HONG KONG (AP) — China and the European Union said Monday they have agreed on steps to resolve the bloc’s disputes over imports of Chinese-made electric vehicles.

In the statement made by the Chinese Ministry of Commerce, it was stated that the EU will issue guidelines on minimum pricing for Chinese automobile exporters. It was not directly stated whether the agreement included an end to tariffs of up to 35.3 percent that the EU imposed on electric vehicle imports from China in 2024 after an investigation.

“This not only helps ensure the healthy development of China-EU economic and trade relations, but also helps maintain the rules-based international trade order,” the commerce ministry said in a statement.

A. “guidance document The EU issued “instructs EV manufacturers to make price quotations, including minimum import prices and other details.” It was stated that wide differences in vehicle types make it necessary to set specific minimum import prices “appropriate to eliminate the harmful effects of subsidy”.

The EU said the European Commission would evaluate each proposal objectively and fairly, “following the principle of non-discrimination” and in line with World Trade Organization rules.

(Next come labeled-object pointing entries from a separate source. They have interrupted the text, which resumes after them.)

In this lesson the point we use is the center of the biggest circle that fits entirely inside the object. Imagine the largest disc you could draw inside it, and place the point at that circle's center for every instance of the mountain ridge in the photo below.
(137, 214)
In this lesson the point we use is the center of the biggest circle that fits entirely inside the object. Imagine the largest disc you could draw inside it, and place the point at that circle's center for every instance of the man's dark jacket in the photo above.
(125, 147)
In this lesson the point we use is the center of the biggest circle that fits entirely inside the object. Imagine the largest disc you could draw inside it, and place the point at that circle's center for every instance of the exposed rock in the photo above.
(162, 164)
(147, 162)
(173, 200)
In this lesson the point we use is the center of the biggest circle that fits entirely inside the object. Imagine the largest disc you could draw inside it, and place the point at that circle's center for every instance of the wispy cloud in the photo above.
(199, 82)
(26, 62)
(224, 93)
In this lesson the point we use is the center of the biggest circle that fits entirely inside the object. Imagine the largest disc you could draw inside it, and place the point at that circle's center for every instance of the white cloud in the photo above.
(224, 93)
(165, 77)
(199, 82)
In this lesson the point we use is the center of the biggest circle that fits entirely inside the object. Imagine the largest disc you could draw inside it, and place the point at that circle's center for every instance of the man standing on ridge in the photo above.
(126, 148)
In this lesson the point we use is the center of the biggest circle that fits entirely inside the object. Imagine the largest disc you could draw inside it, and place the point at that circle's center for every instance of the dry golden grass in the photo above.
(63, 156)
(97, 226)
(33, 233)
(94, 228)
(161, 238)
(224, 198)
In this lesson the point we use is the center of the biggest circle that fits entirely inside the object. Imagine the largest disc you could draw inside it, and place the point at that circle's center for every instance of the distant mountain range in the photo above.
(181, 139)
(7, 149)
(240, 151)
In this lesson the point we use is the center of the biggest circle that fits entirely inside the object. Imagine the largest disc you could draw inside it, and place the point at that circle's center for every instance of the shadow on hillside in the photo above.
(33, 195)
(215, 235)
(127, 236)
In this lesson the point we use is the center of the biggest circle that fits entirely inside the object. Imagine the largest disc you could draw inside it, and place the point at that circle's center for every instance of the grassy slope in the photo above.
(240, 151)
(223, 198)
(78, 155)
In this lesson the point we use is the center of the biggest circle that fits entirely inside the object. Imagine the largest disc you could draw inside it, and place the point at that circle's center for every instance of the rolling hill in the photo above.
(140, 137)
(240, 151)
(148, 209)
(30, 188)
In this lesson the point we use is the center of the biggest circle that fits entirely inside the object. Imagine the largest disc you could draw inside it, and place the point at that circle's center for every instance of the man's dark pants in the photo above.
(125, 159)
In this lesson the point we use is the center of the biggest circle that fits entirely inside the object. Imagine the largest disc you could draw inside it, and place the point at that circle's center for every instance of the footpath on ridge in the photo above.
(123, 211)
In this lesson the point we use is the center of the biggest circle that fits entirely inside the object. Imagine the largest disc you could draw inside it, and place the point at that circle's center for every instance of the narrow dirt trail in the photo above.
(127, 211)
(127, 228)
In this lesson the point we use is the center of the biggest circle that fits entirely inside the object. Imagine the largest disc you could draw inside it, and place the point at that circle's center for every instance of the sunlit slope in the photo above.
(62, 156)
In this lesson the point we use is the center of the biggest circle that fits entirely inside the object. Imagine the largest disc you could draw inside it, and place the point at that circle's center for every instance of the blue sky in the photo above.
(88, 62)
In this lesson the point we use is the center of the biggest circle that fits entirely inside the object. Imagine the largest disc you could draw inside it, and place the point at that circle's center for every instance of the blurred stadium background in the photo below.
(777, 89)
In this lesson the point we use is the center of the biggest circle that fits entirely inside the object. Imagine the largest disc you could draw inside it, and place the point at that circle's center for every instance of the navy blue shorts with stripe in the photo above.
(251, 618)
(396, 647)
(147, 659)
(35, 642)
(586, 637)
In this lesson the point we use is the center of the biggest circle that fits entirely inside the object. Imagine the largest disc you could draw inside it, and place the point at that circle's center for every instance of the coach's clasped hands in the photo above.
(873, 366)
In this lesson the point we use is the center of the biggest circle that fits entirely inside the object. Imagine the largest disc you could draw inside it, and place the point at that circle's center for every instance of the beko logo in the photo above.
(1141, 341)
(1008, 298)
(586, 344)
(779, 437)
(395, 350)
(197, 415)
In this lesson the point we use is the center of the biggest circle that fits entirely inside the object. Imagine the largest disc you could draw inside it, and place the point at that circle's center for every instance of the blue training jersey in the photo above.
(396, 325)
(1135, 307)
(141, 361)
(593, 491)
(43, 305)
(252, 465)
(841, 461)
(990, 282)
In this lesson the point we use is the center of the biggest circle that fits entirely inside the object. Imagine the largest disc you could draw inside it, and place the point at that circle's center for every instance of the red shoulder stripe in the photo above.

The expansion of Chinese EV manufacturers abroad has alarmed automakers in Europe and the US. The EU has imposed tariffs against the influx of affordable Chinese EV models into its markets, saying Chinese automakers benefit from unfair government subsidies. USA introduced 100 percent tariff Chinese-made electric cars in 2024.

Value battery powered cars Imports to Europe jumped from $1.6 billion in 2020 to $11.5 billion in 2023. Most imports were from Western automakers. factories in chinato contain Tesla’s And bmw.

EU officials have complained that Chinese automakers are poised to increase market share by undercutting prices for European car brands, thanks to massive subsidies from Beijing. These include orders for government fleets, low-interest loans from state banks, access to cheap land for factories, tax breaks and subsidized raw materials and parts from state-owned industries.

US tariffs effectively block nearly all Chinese electric vehicle imports. The EU needs affordable electric cars from abroad to achieve its goal of reducing greenhouse gas emissions by 55% by 2030.

Chinese car brands are expanding into Europe despite high tariffs. According to the European Automobile Manufacturers Association (ACEA) and S&P Global Mobility, sales of cars produced in China in the EU increased from 5% in the same period of 2024 to 6% in the first half of 2025.

ACEA said EU-based manufacturers represented 74% of total EU car sales in the first half of 2025. Germany still produces around 20% of cars sold in the EU, followed by Spain, the Czech Republic and France.

By 2030, Chinese automakers are expected to double their European market share to 10%, according to a forecast last year by consultancy AlixPartners.